An Israeli source described the situation now as “a very serious deadlock.” U.S. Secretary of State Cyrus Vance would be coming to the area this weekend, the source said, in a rescue mission to see if anything could be salvaged. Begin said publicly after meeting with Atherton that Israel remained ready to meet with Egypt and the U.S. anywhere.

During the session with Atherton the Premier is understood to have firmly rejected Sadat’s condition as a diktat. Perhaps, Begin said, Sadat could issue diktats in his own country, but he could not do so to his ostensible partner in negotiations, Israel.

Barring a dramatic development, all hope of a Sinai tripartite conference next week seems lost, and Vance is expected to visit Jerusalem and Cairo and then return straight home. Israeli sources believe Vance will set his sights on the modest–but crucial–goal of securing Egypt’s assent to continue the negotiations at some time in the future, leaving specific arrangements to be worked out at a later date.

Some observers here theorize that the moment is approaching when the U.S. will issue its own peace proposals–but statements by Vance himself and by State Department spokesman Hodding Corter in Washington seem to play down that possibility.
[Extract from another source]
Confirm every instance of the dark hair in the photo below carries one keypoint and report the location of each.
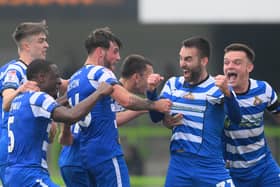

Some Israeli policymakers are turning now to the idea of a partial settlement as the only feasible way of salvaging something from the negotiations. Under such an arrangement Egypt would agree to many components of “peaceful relations”–but not a formal peace treaty, in return for a substantial part of Sinai. Israeli leaders are likely, according to well-placed sources here, to test American reaction to this idea in their talks with Vance.